Even before that, he was just a shape, just a noise next door, another stranger in a world full of them.
‘Why?’
‘She saw,’ he says. ‘I had no choice.’
I glance at Jamie, his tears soaking the rag in his mouth.
‘She was taking photos, snooping on me. She hated me living next door, in his house, moving in with her friend. But she picked the wrong day to spy.’
I think of the four blurry images, the mixture of colours that has now seeped into my dreams.
‘What did she see?’
The look on his face chills me. ‘She saw what I was burning.’
I don’t think she did. I think she was trying to, but whatever it was she couldn’t get it clear enough. She tried, she failed, and he killed her anyway.
‘I should thank you,’ he says. ‘It seems right that we end it here, back where it started.’
I don’t understand what he’s talking about, and then suddenly I do.
‘What did you mean when you said this worked last time?’
The Magpie Man smiles and says, ‘I think you know.’
The suicide in the graveyard on the day before Mum died wasn’t suicide. It was murder.
‘You’d killed before,’ I say.
He crouches down next to me and says, ‘It wasn’t the same. I felt nothing. And there was so much blood. I had to burn my clothes.’
The reds and yellows and greens – the garden fire Mum was trying to stare into. He saw her watching, he took her photo, and that night he took her life.
‘She didn’t see anything,’ I say. ‘It was blurry. She didn’t know what she was looking at.’
He looks confused, then says, ‘I got rid of her phone.’
‘It wasn’t on her phone. It was a camera.’
For the first time, Elliot looks genuinely scared, and as he turns away I seize my chance.
I stand and run and for a few seconds there’s no sound except my breathing and my feet against the ground. Then he’s shouting and I start weaving between the gravestones, running as fast as I can.
Not stopping, I reach into my bra and pull out Dad’s phone and dial 999.
I hear the Magpie Man behind me, his own heavy breathing ripping through the darkness, and I dart to my right and start moving slower, trying not to make a sound.
‘999, what’s your emergency?’
I hear him stop, the crunch of the leaves on the ground suddenly slow and deliberate, as if he heard the operator speaking into my ear.
If I reply, he will hear me and I won’t have time to tell them where I am, let alone why.
The woman starts to repeat herself so I hang up, feeling my way between the stones, praying that I’m moving away from him with each careful step.
‘What do you expect to happen, Jessica?’ he calls. ‘I will find you.’

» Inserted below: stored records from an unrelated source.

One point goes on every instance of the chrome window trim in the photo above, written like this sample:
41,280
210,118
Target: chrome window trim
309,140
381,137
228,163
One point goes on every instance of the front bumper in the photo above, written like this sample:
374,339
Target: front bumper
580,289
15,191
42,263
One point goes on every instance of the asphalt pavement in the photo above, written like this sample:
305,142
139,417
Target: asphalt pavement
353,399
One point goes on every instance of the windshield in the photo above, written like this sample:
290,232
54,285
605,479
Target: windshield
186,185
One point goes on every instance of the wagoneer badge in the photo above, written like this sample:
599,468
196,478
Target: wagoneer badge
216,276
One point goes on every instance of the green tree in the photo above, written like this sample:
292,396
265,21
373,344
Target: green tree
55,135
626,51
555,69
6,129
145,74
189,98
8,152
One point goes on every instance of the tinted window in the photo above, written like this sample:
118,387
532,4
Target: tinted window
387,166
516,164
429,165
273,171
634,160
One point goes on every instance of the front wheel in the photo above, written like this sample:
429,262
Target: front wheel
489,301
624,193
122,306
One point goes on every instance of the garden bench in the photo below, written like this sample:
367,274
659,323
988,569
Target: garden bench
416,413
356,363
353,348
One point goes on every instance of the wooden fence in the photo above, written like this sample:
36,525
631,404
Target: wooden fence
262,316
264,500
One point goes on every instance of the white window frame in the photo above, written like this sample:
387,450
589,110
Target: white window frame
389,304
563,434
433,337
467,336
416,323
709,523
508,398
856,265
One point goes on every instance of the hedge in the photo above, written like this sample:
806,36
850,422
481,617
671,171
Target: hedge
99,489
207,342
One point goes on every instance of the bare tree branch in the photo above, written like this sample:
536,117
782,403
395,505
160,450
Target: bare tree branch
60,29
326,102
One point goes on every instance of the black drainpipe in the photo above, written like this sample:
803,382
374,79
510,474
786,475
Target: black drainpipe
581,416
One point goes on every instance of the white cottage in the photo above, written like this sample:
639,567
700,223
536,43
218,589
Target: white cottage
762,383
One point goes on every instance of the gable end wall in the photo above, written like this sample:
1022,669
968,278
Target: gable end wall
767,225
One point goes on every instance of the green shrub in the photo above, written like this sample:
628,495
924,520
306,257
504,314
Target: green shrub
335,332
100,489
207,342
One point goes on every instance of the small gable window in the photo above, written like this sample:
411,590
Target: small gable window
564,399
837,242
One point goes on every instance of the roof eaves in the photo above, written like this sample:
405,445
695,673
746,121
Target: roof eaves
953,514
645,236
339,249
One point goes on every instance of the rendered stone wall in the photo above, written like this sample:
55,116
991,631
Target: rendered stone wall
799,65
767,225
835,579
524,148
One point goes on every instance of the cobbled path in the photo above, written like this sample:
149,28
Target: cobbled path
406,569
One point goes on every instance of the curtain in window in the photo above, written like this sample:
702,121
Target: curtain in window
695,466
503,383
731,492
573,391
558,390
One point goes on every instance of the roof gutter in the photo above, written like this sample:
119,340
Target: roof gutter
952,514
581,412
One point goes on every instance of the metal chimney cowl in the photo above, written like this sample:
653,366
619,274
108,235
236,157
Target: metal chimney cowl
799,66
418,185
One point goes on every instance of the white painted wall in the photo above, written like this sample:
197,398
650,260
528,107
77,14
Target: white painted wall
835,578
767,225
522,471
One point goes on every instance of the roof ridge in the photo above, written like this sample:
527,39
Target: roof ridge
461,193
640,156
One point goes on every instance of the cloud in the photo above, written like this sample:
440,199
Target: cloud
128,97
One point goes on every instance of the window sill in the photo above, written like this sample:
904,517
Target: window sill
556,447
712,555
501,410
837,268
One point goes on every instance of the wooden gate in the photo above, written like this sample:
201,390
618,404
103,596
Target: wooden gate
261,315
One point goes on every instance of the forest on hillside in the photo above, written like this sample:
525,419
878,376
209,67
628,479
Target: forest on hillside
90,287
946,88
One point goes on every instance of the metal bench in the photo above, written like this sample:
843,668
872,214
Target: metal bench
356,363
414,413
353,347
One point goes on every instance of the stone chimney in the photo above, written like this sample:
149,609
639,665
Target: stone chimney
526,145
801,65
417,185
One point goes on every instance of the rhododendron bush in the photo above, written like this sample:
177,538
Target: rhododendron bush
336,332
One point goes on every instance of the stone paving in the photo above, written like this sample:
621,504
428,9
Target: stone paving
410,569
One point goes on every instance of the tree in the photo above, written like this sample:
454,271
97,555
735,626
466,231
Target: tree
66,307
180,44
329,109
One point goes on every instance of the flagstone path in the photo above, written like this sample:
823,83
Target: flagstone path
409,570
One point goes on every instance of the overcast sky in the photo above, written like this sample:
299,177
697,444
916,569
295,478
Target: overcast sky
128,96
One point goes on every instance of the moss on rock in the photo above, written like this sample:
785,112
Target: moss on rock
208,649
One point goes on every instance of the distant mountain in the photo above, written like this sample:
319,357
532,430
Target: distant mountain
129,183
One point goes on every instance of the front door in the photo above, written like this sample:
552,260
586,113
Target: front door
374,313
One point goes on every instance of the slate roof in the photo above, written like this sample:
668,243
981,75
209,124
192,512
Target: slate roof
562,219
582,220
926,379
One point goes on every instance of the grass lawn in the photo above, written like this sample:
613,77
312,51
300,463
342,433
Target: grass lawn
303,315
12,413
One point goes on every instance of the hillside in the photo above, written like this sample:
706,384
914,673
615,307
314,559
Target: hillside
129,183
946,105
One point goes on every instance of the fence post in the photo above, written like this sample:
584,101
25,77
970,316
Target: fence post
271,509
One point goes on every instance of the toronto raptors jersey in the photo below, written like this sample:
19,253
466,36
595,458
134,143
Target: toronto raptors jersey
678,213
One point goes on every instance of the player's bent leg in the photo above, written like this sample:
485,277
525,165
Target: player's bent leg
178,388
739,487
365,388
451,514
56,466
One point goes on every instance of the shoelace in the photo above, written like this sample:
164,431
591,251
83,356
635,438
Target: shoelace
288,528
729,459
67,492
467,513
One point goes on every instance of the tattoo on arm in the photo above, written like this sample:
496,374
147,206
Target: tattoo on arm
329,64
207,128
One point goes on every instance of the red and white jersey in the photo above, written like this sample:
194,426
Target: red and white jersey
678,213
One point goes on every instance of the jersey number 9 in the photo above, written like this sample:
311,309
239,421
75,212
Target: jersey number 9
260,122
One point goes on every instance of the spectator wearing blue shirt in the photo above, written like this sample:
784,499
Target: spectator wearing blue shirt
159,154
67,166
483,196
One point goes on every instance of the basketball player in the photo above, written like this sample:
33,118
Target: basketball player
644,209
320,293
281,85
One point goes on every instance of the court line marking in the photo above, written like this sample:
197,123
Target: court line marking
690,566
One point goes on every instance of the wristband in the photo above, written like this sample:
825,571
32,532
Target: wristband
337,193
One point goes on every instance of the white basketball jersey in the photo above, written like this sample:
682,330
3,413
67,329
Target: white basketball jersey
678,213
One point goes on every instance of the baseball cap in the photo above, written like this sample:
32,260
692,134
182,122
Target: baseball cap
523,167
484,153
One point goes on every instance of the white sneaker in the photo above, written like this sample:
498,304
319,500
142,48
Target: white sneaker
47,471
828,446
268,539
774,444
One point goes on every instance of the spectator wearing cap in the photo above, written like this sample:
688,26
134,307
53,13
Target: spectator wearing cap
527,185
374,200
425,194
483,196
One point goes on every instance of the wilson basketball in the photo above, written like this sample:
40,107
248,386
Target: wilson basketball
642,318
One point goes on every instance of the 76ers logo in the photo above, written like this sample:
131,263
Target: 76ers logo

I hear him walking towards me, too slowly to know exactly where I am.
I stick to the shadows, terrified the moonlight will give me away. Every sound feels louder in the darkness, each snap of a twig like thunder in my ringing ears.
His footsteps crack against the uncut grass and I freeze, my fists balled up so tight my fingernails dig into the skin. The pain focuses me and I close my eyes, listening for his movements, figuring out exactly which part of the darkness he’s coming from.
I’m too scared to breathe deeply. Instead, my breath comes out small and jagged, my chest growing tighter until I’m sure I’ll explode.
He isn’t calling any more. He’s listening as closely as I am. He’s hunting me.